The WYHTE phenomenon
explains why a farmer and a young district attorney can have a $40,000
difference in take-home income but the same outwardly observable standard of
living. Living a mile away from town, the farmer grows his own garden, paints
his own fence, makes his truck last 15 years, etc. By doing so, he is able to
have the same standard of living on $20,000 a year as the young attorney who makes
$60,000 in the county seat.
Likewise,
you might observe a young family with three, four or even five children, where
the father is a bus driver and somehow they manage to make ends meet. Yet,
another family with only one child and both spouses earning $80,000 a year is
somehow just living paycheck to paycheck. The first family buys bulk and
probably cooks from scratch, while the second family struggles.
On
occasion, a client will tell me, “Well, I don’t like the WYHTE phenomenon, so I
don’t want to do that,” as though it is a recommendation within a financial
plan. Whether you like it or not, the WYHTE phenomenon impacts every financial
decision that we make-only when we
know the truth are we free to make correct decisions.

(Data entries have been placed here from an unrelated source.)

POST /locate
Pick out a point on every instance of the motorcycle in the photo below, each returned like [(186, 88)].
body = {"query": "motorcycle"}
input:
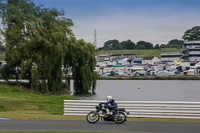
[(117, 115)]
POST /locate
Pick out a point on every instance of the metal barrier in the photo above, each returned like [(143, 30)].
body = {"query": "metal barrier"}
[(154, 109)]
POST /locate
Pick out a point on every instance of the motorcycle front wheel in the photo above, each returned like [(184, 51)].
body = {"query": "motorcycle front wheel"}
[(92, 117), (119, 118)]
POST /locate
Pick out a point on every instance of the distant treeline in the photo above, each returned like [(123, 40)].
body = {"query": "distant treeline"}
[(116, 45)]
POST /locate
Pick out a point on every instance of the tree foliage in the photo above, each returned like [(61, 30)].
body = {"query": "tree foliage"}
[(192, 34), (38, 40)]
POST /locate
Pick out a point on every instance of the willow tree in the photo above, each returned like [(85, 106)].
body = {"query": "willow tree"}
[(81, 59), (36, 41), (39, 41)]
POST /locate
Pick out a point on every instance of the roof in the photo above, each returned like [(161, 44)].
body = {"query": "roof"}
[(137, 59), (148, 58)]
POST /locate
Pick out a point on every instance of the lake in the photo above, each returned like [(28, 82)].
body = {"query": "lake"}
[(150, 90)]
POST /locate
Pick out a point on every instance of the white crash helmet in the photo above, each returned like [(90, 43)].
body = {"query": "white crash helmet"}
[(109, 97)]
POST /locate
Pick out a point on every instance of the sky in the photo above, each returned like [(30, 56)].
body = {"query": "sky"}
[(155, 21)]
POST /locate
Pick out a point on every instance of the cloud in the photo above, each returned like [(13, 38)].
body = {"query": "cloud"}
[(157, 29)]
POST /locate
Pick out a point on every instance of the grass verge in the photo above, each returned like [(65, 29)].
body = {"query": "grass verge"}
[(20, 103)]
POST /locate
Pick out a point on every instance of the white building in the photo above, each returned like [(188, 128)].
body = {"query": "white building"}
[(169, 57), (191, 51), (151, 60)]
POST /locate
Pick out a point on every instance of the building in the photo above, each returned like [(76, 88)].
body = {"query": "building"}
[(150, 60), (191, 51), (169, 57)]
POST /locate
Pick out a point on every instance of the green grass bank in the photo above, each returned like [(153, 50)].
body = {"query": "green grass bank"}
[(20, 103)]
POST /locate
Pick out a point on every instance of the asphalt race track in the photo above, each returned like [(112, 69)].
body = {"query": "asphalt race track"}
[(74, 125)]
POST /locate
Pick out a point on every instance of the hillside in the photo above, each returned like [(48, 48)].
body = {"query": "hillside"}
[(141, 53)]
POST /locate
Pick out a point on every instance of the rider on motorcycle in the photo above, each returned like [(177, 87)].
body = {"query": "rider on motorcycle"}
[(110, 104)]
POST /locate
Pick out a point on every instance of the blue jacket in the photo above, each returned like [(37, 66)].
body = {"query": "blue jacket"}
[(111, 102)]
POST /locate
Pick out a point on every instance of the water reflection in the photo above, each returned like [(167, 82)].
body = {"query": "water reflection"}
[(150, 90)]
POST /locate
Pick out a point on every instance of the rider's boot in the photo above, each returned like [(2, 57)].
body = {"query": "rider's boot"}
[(107, 112)]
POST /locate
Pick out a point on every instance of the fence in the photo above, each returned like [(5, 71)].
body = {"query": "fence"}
[(154, 109)]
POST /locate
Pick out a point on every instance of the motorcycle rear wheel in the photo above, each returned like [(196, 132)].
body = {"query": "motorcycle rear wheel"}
[(92, 118), (119, 118)]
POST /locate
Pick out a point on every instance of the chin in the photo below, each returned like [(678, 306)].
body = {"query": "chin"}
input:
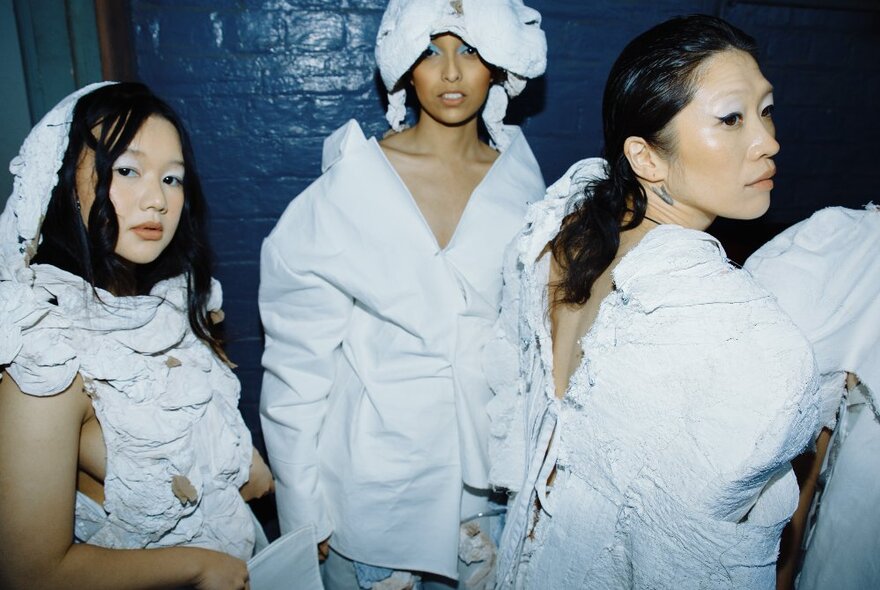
[(139, 256), (753, 208)]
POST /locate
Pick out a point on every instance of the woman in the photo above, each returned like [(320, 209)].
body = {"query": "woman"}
[(825, 275), (663, 391), (380, 284), (119, 426)]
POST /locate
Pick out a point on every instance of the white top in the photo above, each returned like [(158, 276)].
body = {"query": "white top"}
[(673, 440), (167, 406), (825, 274), (373, 400)]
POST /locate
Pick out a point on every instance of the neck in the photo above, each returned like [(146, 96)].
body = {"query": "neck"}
[(677, 214), (450, 142)]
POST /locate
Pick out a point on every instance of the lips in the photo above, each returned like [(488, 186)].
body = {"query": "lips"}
[(452, 98), (149, 231), (764, 179)]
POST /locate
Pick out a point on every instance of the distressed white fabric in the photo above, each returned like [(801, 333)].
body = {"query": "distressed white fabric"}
[(672, 442), (166, 404), (373, 396), (506, 33), (824, 273)]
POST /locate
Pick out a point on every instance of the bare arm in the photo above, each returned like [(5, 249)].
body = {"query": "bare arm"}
[(39, 443), (259, 481)]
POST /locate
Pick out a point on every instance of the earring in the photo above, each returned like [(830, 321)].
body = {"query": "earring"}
[(663, 194)]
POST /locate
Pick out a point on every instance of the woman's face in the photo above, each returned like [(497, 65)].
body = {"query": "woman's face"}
[(451, 81), (146, 190), (724, 142)]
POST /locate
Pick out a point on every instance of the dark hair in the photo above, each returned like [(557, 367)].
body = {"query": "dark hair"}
[(105, 121), (651, 81)]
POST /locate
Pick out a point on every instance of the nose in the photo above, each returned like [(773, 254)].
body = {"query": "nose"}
[(154, 196), (451, 70), (764, 144)]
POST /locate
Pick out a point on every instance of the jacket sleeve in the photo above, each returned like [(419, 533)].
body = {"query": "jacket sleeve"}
[(304, 317), (501, 364)]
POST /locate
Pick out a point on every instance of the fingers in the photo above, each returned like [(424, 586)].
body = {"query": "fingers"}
[(323, 551)]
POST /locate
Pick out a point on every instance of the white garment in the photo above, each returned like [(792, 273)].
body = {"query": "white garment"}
[(825, 274), (673, 440), (373, 401), (167, 406)]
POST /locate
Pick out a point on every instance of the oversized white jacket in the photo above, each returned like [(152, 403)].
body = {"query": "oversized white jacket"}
[(373, 401)]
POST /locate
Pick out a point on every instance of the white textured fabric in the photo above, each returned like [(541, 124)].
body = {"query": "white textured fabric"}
[(672, 442), (35, 175), (825, 274), (506, 33), (166, 404), (373, 397)]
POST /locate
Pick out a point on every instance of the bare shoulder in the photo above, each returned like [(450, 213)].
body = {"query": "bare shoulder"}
[(69, 405)]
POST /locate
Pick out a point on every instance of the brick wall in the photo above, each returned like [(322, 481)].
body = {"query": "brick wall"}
[(261, 83)]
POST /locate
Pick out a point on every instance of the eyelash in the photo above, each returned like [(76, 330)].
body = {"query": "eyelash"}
[(731, 120), (734, 119), (462, 50), (170, 180)]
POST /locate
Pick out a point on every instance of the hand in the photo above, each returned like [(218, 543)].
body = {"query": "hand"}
[(259, 482), (219, 571), (323, 550)]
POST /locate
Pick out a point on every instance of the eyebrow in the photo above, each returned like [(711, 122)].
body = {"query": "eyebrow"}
[(138, 152)]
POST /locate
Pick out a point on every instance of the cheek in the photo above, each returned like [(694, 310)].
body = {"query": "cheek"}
[(175, 212)]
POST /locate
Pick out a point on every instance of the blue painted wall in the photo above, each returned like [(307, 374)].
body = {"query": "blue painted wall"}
[(261, 83)]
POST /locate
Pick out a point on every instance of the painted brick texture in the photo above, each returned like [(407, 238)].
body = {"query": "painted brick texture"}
[(261, 83)]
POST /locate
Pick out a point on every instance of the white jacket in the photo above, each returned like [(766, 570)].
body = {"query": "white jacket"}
[(373, 401), (673, 439)]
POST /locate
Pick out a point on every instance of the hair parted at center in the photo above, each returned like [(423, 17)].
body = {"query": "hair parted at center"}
[(652, 80), (106, 121)]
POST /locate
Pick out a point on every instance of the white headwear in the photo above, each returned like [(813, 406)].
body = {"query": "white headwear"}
[(506, 33), (36, 173)]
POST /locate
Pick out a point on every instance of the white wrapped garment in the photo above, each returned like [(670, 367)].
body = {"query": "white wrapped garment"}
[(825, 273), (166, 404), (673, 440)]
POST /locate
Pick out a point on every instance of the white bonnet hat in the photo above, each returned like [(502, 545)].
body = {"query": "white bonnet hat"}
[(506, 33), (36, 173)]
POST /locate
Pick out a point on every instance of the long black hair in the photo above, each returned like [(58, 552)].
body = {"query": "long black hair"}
[(105, 121), (651, 81)]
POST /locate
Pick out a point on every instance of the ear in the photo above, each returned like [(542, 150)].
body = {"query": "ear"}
[(645, 161)]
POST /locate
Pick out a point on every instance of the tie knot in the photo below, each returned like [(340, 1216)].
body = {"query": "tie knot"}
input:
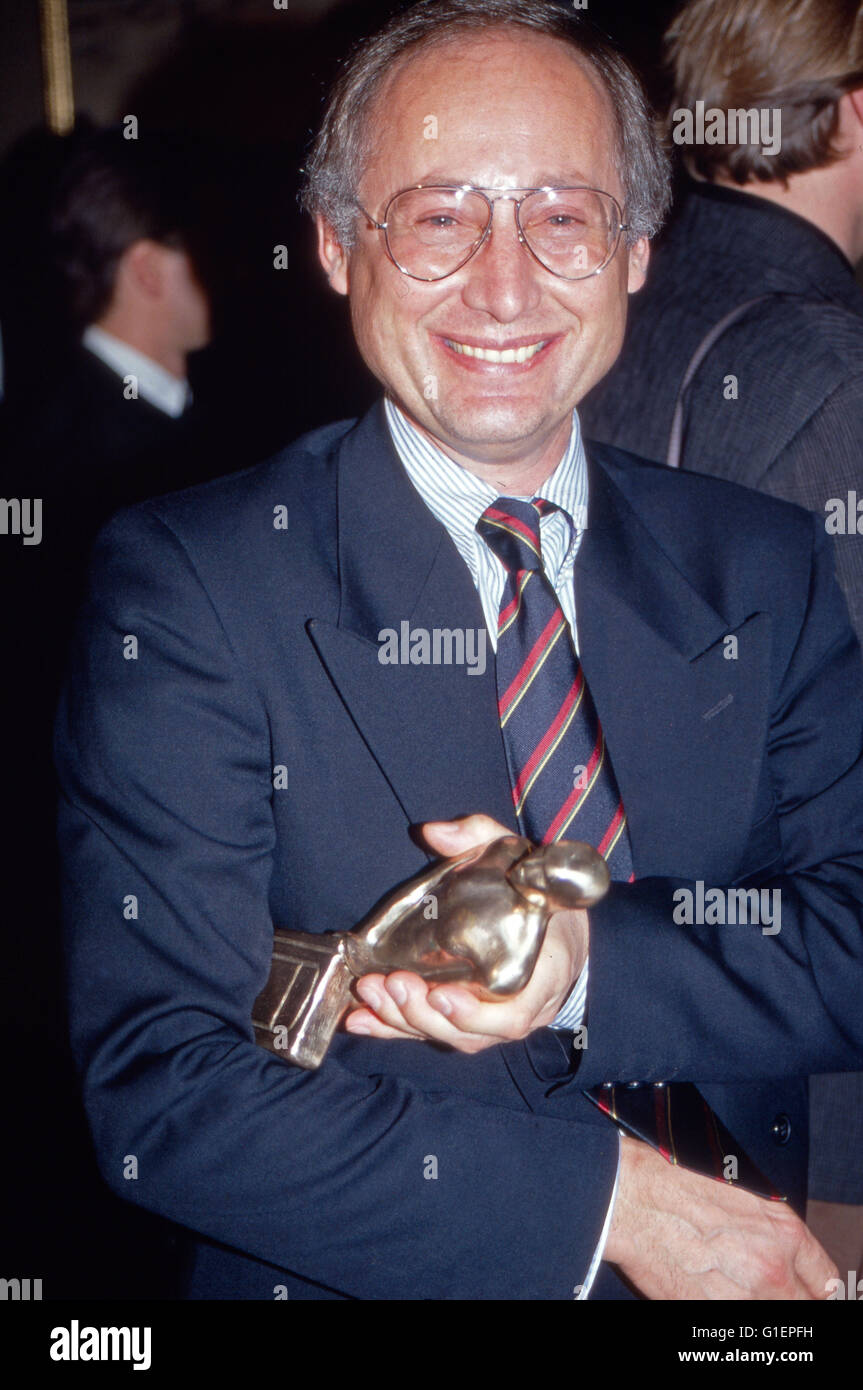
[(510, 528)]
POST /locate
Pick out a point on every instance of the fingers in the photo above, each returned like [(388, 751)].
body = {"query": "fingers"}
[(402, 1005), (678, 1235), (812, 1262), (453, 837)]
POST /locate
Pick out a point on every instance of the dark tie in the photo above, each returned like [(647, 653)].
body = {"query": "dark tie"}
[(564, 787), (560, 772)]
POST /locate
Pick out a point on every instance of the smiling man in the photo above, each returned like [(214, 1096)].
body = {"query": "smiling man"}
[(674, 681)]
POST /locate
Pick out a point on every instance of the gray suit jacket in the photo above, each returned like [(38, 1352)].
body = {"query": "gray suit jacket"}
[(777, 405)]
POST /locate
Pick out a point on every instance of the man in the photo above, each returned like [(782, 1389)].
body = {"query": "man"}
[(760, 253), (259, 759), (107, 424)]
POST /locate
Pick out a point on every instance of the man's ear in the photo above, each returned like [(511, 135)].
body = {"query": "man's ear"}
[(332, 256), (639, 255), (855, 100), (143, 266)]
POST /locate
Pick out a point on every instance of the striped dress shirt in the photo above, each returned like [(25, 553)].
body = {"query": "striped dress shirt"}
[(457, 499)]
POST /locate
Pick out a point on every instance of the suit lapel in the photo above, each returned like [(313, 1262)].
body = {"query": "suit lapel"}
[(432, 729), (683, 708)]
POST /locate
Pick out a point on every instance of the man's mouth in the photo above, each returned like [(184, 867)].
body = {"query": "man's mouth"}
[(498, 355)]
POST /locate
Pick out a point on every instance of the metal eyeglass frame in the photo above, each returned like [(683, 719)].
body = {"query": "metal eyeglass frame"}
[(502, 196)]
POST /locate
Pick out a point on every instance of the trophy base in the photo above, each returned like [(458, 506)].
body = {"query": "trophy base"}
[(306, 995)]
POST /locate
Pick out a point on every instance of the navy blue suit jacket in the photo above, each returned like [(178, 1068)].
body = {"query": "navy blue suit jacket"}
[(257, 648)]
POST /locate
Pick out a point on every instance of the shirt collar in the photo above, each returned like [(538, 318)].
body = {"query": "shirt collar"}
[(159, 387), (459, 498)]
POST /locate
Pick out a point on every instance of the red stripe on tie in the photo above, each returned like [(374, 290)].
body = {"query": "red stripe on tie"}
[(539, 647), (549, 738), (510, 608), (514, 524), (577, 794), (609, 836)]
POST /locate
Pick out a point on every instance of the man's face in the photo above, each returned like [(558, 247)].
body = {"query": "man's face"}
[(507, 113)]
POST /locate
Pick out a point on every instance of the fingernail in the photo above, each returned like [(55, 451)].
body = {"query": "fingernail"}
[(445, 829), (398, 991)]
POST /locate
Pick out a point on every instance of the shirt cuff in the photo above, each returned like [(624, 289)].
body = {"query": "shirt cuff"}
[(585, 1289), (571, 1011)]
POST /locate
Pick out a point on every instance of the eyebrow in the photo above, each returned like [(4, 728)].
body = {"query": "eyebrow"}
[(438, 177)]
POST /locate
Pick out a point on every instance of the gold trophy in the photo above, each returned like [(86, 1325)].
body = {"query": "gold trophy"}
[(478, 918)]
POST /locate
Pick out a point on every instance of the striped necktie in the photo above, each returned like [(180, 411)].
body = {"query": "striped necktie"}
[(564, 786), (560, 772)]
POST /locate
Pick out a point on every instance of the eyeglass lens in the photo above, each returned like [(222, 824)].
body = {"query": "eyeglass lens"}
[(432, 231)]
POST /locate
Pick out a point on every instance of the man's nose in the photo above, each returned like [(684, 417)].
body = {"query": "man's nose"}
[(502, 278)]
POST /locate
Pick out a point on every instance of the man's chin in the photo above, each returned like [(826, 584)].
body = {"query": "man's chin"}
[(488, 437)]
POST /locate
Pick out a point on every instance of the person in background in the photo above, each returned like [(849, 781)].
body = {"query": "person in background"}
[(744, 353)]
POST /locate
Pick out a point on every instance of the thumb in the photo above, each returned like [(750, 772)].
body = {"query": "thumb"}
[(453, 837)]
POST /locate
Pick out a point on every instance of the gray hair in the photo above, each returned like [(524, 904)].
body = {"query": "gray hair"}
[(339, 150)]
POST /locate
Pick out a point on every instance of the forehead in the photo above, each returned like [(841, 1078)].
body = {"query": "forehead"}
[(499, 109)]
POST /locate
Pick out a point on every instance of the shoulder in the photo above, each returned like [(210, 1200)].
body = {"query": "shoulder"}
[(296, 483)]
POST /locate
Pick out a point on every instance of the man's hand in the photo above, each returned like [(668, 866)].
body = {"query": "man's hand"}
[(677, 1235), (403, 1005)]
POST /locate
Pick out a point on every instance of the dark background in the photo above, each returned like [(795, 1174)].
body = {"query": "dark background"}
[(245, 81)]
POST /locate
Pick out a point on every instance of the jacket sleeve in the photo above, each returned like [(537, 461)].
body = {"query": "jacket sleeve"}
[(723, 1002), (167, 837)]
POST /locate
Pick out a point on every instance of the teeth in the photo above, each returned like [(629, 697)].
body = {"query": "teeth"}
[(494, 355)]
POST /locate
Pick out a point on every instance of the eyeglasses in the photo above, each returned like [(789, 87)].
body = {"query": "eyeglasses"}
[(432, 231)]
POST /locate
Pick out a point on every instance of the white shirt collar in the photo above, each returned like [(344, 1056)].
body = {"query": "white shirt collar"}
[(459, 498), (159, 387)]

The way our tax system works-since 1913
In 1913, the states ratified a new constitutional
amendment that would forever affect future generations of wage-earners.
That
amendment gave the US
government the power to tax our income.
Chief
Justice John Marshall of the US Supreme Court had denounced such taxation almost
a century earlier, claiming: “The power to tax involves the power to
destroy.” What did he mean? He meant
that we are in bondage to the extent that we are taxed. What many people often
do not realize is that we don’t work for ourselves. We have a lien on our income, and we don’t
work for ourselves until that lien is satisfied in full.
That
lien, simply put, is money owed to the IRS in taxes.
People
will often come into my office and insist that they are completely out of
debt. To prove their point, they will
show me a balance sheet with no liabilities. Yet, I’ll observe they have a
closely-held business interest in which their basis as almost nothing and has
appreciated to $1 million or more. Or, they might have some highly appreciated
stocks, bonds, mutual funds, real estate, investment portfolios, and IRA, a
pension plan, or a 401(k) plan. And they either don’t understand or they forget
that there is a lien on all of those assets. They don’t truly own those assets,
nor can they do anything with those assets-consume them, spend them, or even
pass them on to their heirs- until that lien is met.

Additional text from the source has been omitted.